Publication year - 2019
Publication title -
hemodialysis international
Language(s) - English
Resource type - Journals
SCImago Journal Rank - 0.658
H-Index - 47
eISSN - 1542-4758
pISSN - 1492-7535
DOI - 10.1111/hdi.12675
Subject(s) - medicine , arterial stiffness , cardiology , endothelial dysfunction , hemodialysis , dialysis , population , coronary artery disease , natriuretic peptide , cohort , end stage renal disease , blood pressure , heart failure , environmental health
Patients with end‐stage renal disease (ESRD) have reduced endothelial function, but whether macro‐ and microvascular endothelial function correlate with baseline risk factors and cardiovascular outcomes in this population is not well understood. Methods: Among 146 participants of the Cardiac, Endothelial Function and Arterial Stiffness in ESRD (CERES) study, we evaluated macro‐ and microvascular endothelial dysfunction as flow‐mediated dilation (FMD) and velocity time integral (VTI), respectively. We examined cross‐sectional correlations of baseline characteristics, inflammatory and cardiac markers with FMD and VTI. We followed participants for the composite outcome of cardiovascular hospitalization or all‐cause death over fourteen months. Cox survival analyses were adjusted for demographics, comorbidities, medications, systolic blood pressure, inflammation, high‐sensitivity troponin T (hs‐TnT), and N‐terminal pro B‐type natriuretic peptide (NT‐proBNP). Findings: Impaired VTI was associated with older age and Black race (P < 0.05), as well as female gender, atherosclerosis, and hemodialysis (as opposed to peritoneal dialysis) (P < 0.2). Myocardial injury, measured as hs‐TnT, inflammatory markers and NT‐proBNP correlated with impaired VTI. In unadjusted analyses, VTI was significantly associated with the composite outcome (HR per SD VTI 0.65 [95%CI 0.45, 0.95]), but FMD was not (HR per SD FMD 0.97 [95%CI 0.69, 1.4]).
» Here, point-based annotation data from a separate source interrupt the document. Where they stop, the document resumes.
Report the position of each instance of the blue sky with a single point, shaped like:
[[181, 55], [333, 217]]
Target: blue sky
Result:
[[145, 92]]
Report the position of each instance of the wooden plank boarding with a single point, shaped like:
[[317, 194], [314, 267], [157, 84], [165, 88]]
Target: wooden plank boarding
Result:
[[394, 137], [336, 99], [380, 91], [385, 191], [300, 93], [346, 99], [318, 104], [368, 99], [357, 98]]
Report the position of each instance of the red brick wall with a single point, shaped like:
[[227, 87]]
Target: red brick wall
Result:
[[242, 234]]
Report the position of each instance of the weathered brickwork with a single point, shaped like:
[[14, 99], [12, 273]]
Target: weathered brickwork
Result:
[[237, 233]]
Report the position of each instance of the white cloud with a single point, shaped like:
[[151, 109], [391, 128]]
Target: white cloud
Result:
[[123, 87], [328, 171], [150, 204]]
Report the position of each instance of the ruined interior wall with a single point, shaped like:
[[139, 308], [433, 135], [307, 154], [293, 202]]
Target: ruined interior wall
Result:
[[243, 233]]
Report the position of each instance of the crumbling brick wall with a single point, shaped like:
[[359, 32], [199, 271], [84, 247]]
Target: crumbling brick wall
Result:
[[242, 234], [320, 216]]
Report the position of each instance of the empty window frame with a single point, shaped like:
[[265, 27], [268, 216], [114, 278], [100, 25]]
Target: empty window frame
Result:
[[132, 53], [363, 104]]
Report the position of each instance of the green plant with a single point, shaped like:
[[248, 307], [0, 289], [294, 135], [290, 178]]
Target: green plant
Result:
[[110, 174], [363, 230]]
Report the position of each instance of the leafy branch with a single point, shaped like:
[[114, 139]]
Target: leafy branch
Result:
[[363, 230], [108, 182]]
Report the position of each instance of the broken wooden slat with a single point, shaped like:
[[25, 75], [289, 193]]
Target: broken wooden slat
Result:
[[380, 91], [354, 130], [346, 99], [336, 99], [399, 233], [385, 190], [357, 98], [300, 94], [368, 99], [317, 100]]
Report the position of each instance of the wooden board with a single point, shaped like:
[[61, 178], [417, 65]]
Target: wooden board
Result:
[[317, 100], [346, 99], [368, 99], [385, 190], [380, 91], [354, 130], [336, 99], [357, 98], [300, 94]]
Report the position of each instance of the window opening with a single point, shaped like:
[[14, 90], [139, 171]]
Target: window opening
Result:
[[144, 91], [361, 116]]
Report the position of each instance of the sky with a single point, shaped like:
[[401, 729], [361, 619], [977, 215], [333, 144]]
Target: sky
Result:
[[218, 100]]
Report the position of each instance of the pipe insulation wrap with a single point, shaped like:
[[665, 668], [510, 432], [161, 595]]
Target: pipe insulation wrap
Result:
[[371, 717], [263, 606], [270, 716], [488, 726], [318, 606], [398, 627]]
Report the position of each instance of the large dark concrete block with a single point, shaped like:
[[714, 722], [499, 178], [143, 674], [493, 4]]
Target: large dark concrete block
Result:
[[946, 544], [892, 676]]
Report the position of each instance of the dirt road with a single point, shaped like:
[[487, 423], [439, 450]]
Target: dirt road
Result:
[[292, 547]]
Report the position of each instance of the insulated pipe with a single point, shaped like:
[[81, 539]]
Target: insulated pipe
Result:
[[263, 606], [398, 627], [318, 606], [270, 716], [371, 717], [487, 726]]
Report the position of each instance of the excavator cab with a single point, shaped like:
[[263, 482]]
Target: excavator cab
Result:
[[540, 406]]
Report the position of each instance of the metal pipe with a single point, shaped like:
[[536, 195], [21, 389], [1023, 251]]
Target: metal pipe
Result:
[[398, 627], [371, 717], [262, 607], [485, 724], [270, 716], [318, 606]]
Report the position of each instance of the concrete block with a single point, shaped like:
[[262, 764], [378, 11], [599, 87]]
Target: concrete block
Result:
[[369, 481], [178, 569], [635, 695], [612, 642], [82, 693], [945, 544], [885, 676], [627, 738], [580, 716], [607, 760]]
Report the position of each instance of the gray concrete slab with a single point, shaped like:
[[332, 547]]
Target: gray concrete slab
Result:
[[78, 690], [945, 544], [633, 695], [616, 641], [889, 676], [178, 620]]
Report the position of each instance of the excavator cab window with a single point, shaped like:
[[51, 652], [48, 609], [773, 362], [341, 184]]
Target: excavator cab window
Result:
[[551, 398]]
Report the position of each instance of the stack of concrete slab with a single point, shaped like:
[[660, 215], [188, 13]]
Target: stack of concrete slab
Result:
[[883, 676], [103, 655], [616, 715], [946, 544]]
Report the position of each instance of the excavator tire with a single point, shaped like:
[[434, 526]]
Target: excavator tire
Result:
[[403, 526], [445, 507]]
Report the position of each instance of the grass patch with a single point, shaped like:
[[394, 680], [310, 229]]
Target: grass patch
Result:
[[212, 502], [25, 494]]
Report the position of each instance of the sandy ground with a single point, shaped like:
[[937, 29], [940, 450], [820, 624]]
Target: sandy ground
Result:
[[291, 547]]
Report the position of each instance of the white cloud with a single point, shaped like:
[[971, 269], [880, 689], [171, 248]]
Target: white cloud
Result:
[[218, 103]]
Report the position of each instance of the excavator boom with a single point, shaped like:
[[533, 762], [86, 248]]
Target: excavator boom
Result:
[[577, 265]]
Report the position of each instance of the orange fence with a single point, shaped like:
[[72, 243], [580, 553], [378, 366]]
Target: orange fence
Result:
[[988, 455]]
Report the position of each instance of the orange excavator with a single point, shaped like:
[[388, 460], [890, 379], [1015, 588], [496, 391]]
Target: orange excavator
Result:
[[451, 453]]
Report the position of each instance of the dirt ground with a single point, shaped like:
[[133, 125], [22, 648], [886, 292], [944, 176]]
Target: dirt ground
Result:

When VTI was calculated as the ratio of (hyperemic VTI‐baseline VTI)/baseline VTI, its association with the outcome persisted after multivariable adjustment. Discussion: Microvascular function was associated with higher rates of cardiovascular hospitalizations and all‐cause mortality among individuals with ESRD on dialysis. Further research is needed to learn whether novel therapies that target microvascular endothelial function could improve outcomes in this high‐risk population.